The search and seizures of the KFTC and FSC on Feb. 3 appear to be measures designed at proving the other two favors remaining after the court rejected the Special Prosecutor’s request for an arrest warrant against Lee, which only mentioned the National Pension Fund’s decision to support the Samsung merger on Park’s command.

First of all, the Special Prosecutor’s team has acquired evidence that the Samsung Group saved tens of billions of won because of the KFTC’s help with untying the group’s cross-shareholding structure. The cross-shareholding structure became even stronger after the Samsung merger, leading the KFTC to order the Samsung Group to deal with the problem by the end of Feb. 2016. The group was expected to face a fine of 74 billion won (US$64.96 million) if it failed to carry out the order. But the group desperately needed an extension of the deadline, and the KFTC gave it another month without levying the fine.
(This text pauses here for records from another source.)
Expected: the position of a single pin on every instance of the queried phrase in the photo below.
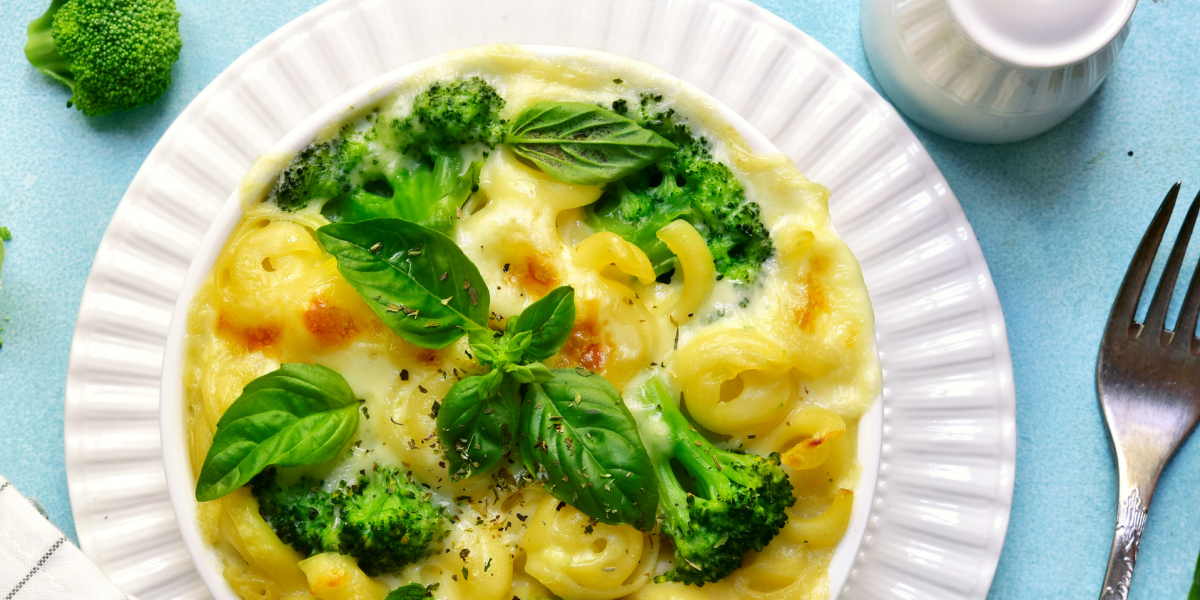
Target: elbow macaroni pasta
(606, 563)
(784, 366)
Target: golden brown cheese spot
(331, 325)
(588, 347)
(255, 337)
(809, 303)
(534, 273)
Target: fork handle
(1134, 504)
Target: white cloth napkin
(39, 563)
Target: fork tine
(1186, 325)
(1125, 307)
(1156, 317)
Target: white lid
(1042, 34)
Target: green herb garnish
(295, 415)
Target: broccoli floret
(384, 520)
(714, 504)
(321, 172)
(113, 54)
(449, 115)
(688, 184)
(451, 123)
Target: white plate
(175, 448)
(946, 477)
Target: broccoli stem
(40, 48)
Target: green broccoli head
(442, 139)
(113, 54)
(715, 504)
(688, 184)
(384, 520)
(451, 114)
(390, 522)
(301, 514)
(319, 172)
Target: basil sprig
(295, 415)
(478, 420)
(417, 280)
(581, 441)
(581, 143)
(574, 430)
(412, 592)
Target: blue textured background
(1057, 216)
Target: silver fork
(1149, 382)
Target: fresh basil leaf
(417, 280)
(5, 235)
(298, 414)
(550, 319)
(581, 143)
(477, 424)
(533, 372)
(411, 592)
(579, 438)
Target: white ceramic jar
(993, 71)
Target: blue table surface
(1057, 216)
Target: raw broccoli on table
(113, 54)
(714, 504)
(384, 520)
(688, 184)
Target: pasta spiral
(607, 563)
(733, 379)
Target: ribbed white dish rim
(175, 451)
(946, 478)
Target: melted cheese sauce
(784, 365)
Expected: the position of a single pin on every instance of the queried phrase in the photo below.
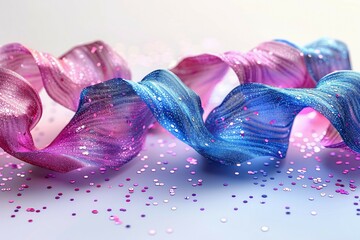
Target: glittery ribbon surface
(113, 116)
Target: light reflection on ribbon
(113, 117)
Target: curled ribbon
(112, 117)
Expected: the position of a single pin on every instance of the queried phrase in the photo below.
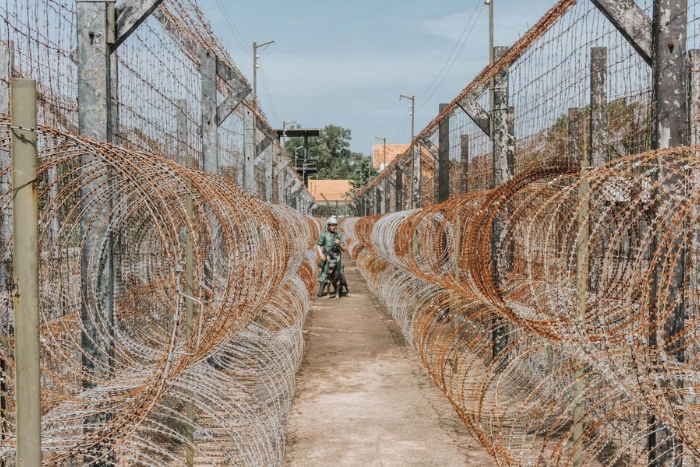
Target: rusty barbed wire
(433, 269)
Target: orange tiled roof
(333, 190)
(391, 151)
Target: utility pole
(26, 272)
(413, 113)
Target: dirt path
(363, 397)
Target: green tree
(363, 174)
(330, 150)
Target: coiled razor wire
(253, 269)
(640, 378)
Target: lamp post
(383, 139)
(284, 128)
(256, 46)
(413, 111)
(492, 81)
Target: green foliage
(364, 173)
(331, 151)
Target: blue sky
(345, 63)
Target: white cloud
(450, 26)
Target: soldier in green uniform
(328, 238)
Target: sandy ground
(363, 397)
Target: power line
(466, 27)
(402, 127)
(453, 61)
(269, 98)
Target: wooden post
(443, 172)
(464, 146)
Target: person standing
(328, 242)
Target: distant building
(330, 195)
(392, 150)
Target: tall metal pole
(26, 273)
(6, 68)
(185, 158)
(210, 133)
(413, 112)
(256, 46)
(503, 170)
(492, 81)
(443, 178)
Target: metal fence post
(94, 121)
(209, 127)
(503, 170)
(26, 273)
(669, 129)
(6, 69)
(399, 190)
(387, 195)
(248, 152)
(598, 125)
(464, 152)
(267, 157)
(443, 157)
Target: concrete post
(598, 125)
(503, 170)
(387, 195)
(248, 152)
(26, 273)
(464, 147)
(416, 177)
(268, 174)
(185, 158)
(399, 190)
(443, 157)
(6, 69)
(694, 96)
(572, 146)
(209, 127)
(503, 161)
(669, 129)
(94, 111)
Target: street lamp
(413, 111)
(383, 139)
(295, 156)
(256, 46)
(492, 82)
(284, 127)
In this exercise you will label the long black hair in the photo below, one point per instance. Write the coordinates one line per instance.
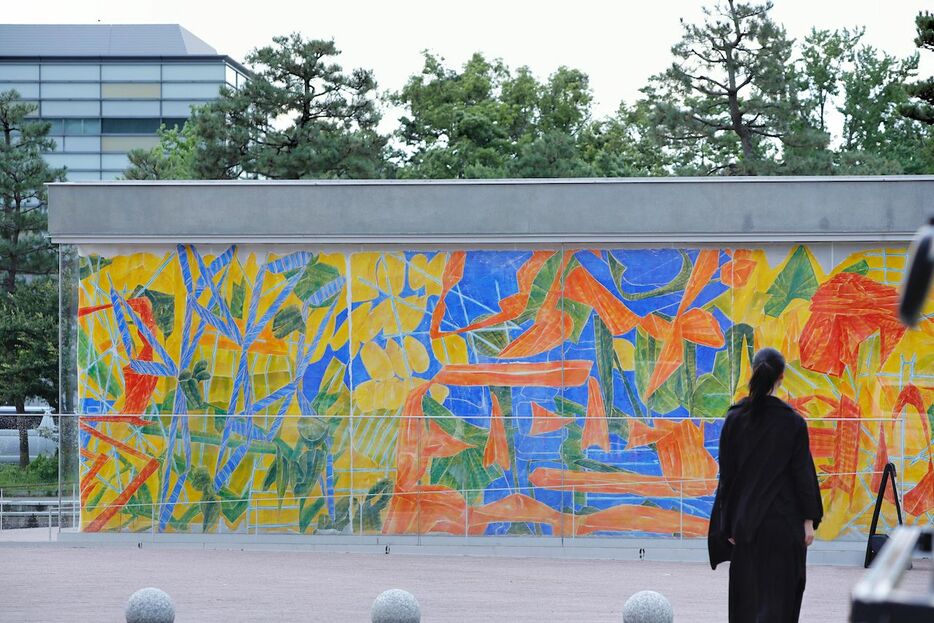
(767, 366)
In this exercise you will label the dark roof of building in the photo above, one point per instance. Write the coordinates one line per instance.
(100, 40)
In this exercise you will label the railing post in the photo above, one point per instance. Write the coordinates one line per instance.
(681, 506)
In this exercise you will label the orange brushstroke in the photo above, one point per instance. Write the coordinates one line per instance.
(845, 311)
(602, 482)
(545, 421)
(846, 448)
(410, 461)
(497, 448)
(123, 419)
(656, 326)
(642, 435)
(882, 457)
(736, 272)
(101, 520)
(596, 432)
(113, 442)
(684, 459)
(510, 307)
(822, 442)
(580, 286)
(911, 396)
(551, 325)
(439, 444)
(88, 481)
(426, 509)
(921, 498)
(549, 330)
(704, 267)
(571, 373)
(699, 326)
(669, 360)
(631, 518)
(696, 325)
(515, 508)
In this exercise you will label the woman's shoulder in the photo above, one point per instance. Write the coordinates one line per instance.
(772, 404)
(785, 410)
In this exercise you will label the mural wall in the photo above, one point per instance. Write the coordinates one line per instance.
(547, 392)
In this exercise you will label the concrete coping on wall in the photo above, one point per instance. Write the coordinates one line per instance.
(497, 212)
(659, 549)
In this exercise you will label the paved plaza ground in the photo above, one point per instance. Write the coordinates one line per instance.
(57, 582)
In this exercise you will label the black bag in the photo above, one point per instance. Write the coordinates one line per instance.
(878, 541)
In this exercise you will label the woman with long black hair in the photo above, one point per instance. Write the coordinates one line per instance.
(768, 501)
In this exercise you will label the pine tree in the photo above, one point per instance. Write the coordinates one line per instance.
(25, 253)
(922, 109)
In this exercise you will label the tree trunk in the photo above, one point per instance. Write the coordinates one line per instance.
(21, 425)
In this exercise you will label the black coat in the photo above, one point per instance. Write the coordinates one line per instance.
(765, 469)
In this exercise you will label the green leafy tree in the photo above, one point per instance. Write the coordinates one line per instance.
(727, 102)
(824, 54)
(921, 106)
(486, 120)
(299, 116)
(25, 254)
(172, 159)
(626, 145)
(29, 349)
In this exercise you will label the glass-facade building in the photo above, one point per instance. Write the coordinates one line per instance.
(106, 89)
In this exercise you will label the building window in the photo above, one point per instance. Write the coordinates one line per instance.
(146, 125)
(126, 143)
(175, 122)
(76, 127)
(128, 90)
(130, 73)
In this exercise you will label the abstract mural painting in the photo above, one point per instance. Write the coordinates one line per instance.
(565, 392)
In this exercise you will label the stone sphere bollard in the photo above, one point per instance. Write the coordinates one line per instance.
(648, 607)
(396, 606)
(150, 605)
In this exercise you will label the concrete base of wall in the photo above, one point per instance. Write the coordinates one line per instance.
(848, 553)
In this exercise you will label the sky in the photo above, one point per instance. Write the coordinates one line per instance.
(618, 43)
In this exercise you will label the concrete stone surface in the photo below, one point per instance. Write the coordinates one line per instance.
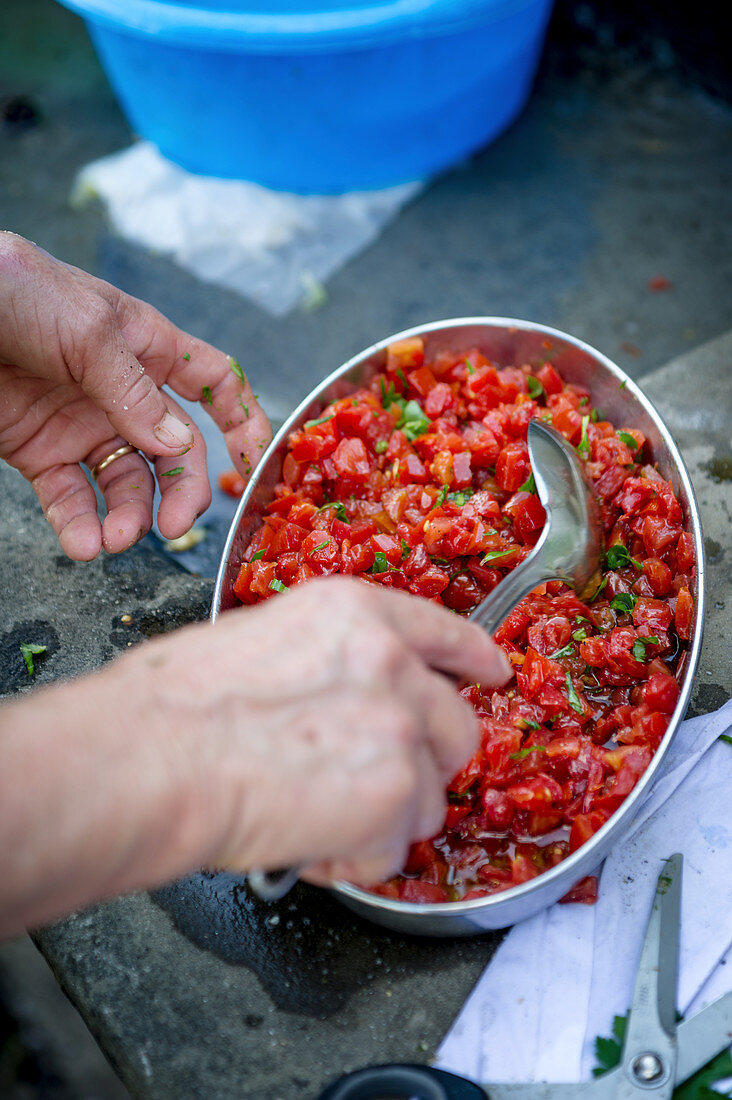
(615, 173)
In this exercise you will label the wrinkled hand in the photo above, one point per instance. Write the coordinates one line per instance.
(82, 366)
(321, 726)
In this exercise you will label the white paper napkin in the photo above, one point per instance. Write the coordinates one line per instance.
(559, 978)
(272, 246)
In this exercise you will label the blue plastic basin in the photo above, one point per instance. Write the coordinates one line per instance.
(337, 99)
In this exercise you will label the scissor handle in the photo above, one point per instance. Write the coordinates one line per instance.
(402, 1081)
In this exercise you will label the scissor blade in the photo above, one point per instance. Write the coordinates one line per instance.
(701, 1037)
(649, 1051)
(603, 1088)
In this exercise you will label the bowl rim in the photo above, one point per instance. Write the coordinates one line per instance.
(583, 857)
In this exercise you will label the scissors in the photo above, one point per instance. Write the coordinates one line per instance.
(657, 1053)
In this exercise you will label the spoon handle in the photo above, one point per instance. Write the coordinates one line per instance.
(499, 603)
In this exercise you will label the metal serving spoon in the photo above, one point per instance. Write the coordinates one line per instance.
(568, 550)
(569, 547)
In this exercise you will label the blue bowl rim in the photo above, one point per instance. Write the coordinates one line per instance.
(259, 31)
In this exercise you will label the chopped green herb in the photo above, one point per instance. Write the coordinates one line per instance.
(623, 602)
(29, 650)
(321, 547)
(572, 696)
(494, 554)
(528, 486)
(380, 563)
(640, 646)
(237, 370)
(413, 421)
(522, 754)
(629, 440)
(608, 1051)
(535, 387)
(321, 419)
(461, 496)
(619, 556)
(340, 509)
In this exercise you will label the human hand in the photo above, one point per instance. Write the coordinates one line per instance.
(324, 725)
(82, 365)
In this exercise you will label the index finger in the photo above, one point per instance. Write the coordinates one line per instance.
(445, 640)
(197, 371)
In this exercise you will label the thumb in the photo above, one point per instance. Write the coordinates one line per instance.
(115, 380)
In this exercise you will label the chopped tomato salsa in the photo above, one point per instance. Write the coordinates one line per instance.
(422, 481)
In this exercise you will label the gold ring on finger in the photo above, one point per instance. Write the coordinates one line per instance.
(120, 452)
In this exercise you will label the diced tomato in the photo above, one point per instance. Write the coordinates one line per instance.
(441, 506)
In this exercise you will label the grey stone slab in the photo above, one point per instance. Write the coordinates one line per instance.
(694, 395)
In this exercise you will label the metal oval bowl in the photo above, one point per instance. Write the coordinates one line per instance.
(504, 341)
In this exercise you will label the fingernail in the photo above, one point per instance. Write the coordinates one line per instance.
(172, 432)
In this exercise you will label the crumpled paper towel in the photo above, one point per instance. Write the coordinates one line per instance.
(558, 978)
(274, 248)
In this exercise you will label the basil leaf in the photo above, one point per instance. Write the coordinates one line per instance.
(340, 509)
(572, 696)
(29, 650)
(414, 422)
(323, 419)
(623, 602)
(522, 754)
(629, 440)
(380, 563)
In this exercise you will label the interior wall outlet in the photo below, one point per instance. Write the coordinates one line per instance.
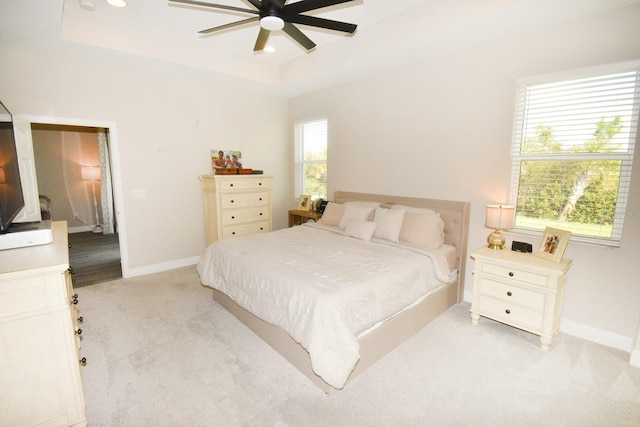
(139, 194)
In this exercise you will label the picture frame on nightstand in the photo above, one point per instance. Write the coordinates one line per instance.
(553, 244)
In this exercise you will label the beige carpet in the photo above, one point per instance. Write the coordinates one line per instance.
(161, 352)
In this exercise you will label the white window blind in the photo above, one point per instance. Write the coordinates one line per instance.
(310, 158)
(572, 152)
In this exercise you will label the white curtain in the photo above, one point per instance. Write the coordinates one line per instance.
(106, 192)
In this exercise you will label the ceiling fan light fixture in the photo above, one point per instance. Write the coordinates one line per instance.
(117, 3)
(271, 23)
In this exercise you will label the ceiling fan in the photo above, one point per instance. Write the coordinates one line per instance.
(275, 15)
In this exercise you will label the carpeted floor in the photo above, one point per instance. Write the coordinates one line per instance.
(161, 352)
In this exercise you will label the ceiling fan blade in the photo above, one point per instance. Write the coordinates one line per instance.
(230, 25)
(216, 6)
(307, 5)
(322, 23)
(261, 41)
(297, 35)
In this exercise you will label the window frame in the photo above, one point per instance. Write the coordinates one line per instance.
(626, 158)
(299, 162)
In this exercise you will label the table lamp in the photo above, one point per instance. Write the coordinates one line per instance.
(499, 218)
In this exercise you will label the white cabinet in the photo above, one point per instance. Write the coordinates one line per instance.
(519, 289)
(40, 382)
(236, 205)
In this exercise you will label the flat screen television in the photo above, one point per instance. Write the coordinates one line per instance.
(11, 197)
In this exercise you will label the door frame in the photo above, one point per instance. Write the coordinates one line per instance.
(23, 128)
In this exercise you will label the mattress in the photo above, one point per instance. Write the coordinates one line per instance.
(322, 287)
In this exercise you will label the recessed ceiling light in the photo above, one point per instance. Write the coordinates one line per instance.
(117, 3)
(88, 5)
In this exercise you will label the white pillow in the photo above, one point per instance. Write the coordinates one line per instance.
(354, 212)
(424, 231)
(362, 230)
(414, 209)
(332, 214)
(389, 223)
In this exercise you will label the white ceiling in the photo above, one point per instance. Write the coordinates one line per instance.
(390, 33)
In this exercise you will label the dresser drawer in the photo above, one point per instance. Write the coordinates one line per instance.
(244, 184)
(511, 293)
(514, 274)
(240, 216)
(510, 313)
(244, 200)
(246, 229)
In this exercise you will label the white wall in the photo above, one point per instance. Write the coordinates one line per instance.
(442, 129)
(167, 119)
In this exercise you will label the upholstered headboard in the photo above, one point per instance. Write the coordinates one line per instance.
(454, 214)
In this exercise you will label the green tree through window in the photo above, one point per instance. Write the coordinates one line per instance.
(573, 147)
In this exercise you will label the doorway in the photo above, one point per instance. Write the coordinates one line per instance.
(74, 183)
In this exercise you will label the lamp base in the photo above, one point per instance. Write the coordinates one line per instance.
(495, 240)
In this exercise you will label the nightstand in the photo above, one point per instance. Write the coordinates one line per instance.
(520, 290)
(297, 217)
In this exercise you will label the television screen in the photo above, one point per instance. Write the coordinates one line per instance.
(11, 198)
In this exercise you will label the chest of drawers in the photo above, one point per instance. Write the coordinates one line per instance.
(520, 290)
(236, 205)
(40, 378)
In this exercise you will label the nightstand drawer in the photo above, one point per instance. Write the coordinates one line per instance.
(510, 313)
(244, 200)
(514, 274)
(239, 216)
(510, 293)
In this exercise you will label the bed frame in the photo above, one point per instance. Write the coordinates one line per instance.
(384, 338)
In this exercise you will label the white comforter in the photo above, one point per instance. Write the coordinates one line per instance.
(321, 287)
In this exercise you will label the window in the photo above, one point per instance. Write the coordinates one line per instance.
(572, 152)
(310, 159)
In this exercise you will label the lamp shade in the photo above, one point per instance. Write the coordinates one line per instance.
(499, 217)
(91, 173)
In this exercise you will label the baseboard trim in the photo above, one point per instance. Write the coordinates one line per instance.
(159, 268)
(596, 335)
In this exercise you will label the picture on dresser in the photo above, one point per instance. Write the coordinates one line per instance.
(226, 159)
(553, 244)
(304, 202)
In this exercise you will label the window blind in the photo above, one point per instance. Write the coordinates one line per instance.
(310, 158)
(572, 151)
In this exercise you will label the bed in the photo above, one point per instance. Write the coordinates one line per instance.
(342, 294)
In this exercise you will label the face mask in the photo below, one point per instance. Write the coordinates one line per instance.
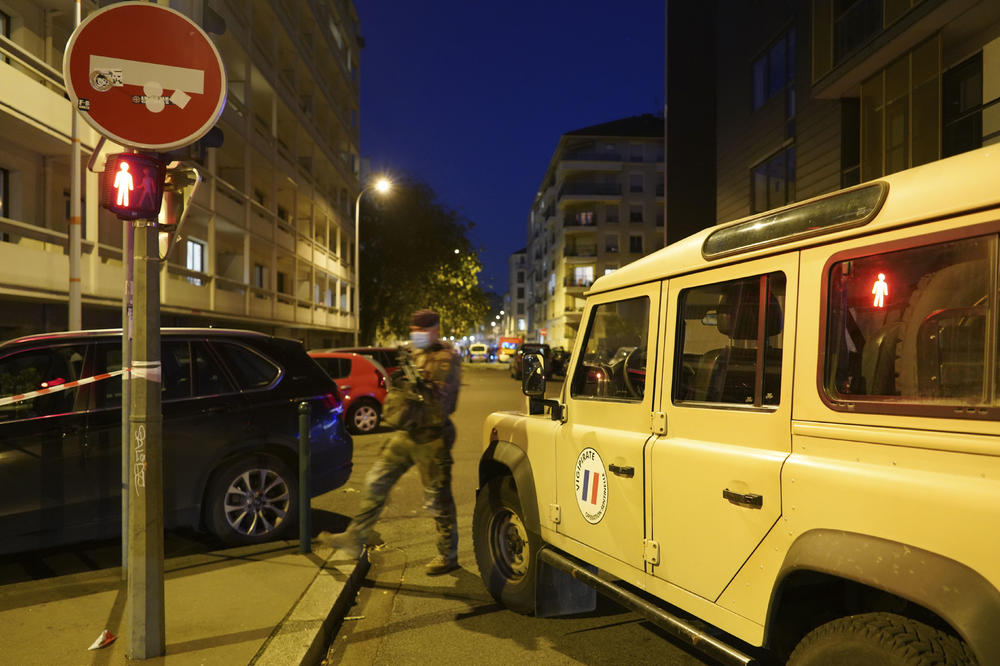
(420, 339)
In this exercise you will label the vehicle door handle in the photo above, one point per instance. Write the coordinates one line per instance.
(751, 500)
(627, 470)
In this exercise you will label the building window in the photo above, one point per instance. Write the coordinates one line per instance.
(5, 31)
(962, 90)
(5, 193)
(900, 113)
(635, 244)
(195, 260)
(611, 243)
(260, 276)
(773, 181)
(774, 70)
(611, 214)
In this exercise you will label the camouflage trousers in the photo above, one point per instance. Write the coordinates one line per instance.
(433, 460)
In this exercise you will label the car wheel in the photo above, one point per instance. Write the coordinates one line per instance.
(879, 639)
(363, 417)
(506, 551)
(251, 500)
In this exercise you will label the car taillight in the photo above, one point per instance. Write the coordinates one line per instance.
(331, 401)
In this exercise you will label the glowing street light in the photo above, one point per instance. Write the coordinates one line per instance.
(381, 185)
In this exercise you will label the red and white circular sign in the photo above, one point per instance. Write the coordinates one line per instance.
(145, 76)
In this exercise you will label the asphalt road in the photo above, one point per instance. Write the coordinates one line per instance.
(402, 616)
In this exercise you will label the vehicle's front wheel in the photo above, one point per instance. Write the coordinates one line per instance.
(879, 639)
(251, 500)
(506, 551)
(363, 417)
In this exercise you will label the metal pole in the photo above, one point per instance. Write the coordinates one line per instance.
(128, 259)
(74, 317)
(357, 266)
(305, 508)
(144, 599)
The Special Prosecutor’s team is looking into whether Park and former Blue House Senior Secretary for Policy Coordination Ahn Jong-beom were involved in this.

The Special Prosecutor’s team is also investigating whether there is evidence that the KFTC and the FSC were involved in the introduction of the intermediate financial holding company system. While Lee’s acquisition of management rights entered its final stage after the Samsung merger in July 2015, the issue of corporate governance at group financial affiliates such as Samsung Life Insurance and Samsung Fire and Marine Insurance had not been completely resolved because of rules requiring the separation of financial and industrial capital. Amid these circumstances, the KFTC attempted to use government legislation in Feb. 2016 to introduce the intermediate financial holding company system, which would allow financial affiliates to be controlled through a holding company. Since the legislation would have resolved the Samsung Group’s issues with owning financial affiliates, industry critics sarcastically referred to the legislation as the “Special Samsung Act.”

On Feb. 3, the Special Prosecutor’s team search and seizure of KFTC offices involved in agency decision-making – including the office of its vice chairperson, the Business Group Division, and the office of the director of the Competition Policy Bureau – as well as the office of the FSC vice chairperson, the Capital Market Division in the Capital Market Bureau, the Asset Management Division and the Fair Market Division. The search and seizure appears to have been largely designed to explore these allegations. The search and seizure on the FSC was reportedly also connected with allegations that Choi was involved in expropriating official development aid in Myanmar and that she arranged a promotion for Lee Sang-hwa, director of the headquarters of KEB Hana Bank, who secured a preferential loan for her in Germany.

Since the Special Prosecutor’s team has basically announced that it is reopening its investigation into allegations that Lee provided bribes, it seems quite probable that the team could resubmit its request for an arrest warrant against Lee. The team is reportedly planning to decide how to handle Lee after it questions Park, who is accused of having received a bribe.

Along with questioning Park, the Special Prosecutor’s team maintains that it must execute the search warrant for the Blue House, which the Blue House refused to allow on Feb. 3. Since the Blue House is likely to cooperate with a search and seizure only to a limited degree and since it has had sufficient time to destroy related evidence, the team does not expect that the search and seizure would be very effective.

But since all the issues that the Special Prosecutor’s Act ordered it to investigate are linked to the Blue House premises (including Park’s actions during the first seven hours after the Sewol sinking and accusations that Park accepted bribes, that Choi Sun-sil manipulated the government, that former Blue House Chief of Staff Kim Ki-choon was involved in the cultural blacklist and that former Blue House Senior Secretary for Civil Affairs Woo Byung-woo, 50, abused his power), the team believes that it must execute a warrant inside the Blue House, if only for appearances. In addition, presidential records cannot be arbitrarily deleted, which leaves open the possibility that a search and seizure could turn up unexpected material evidence that could support the investigation. And if digital forensics of the material seized shows signs of evidence being destroyed, this could be used against Park.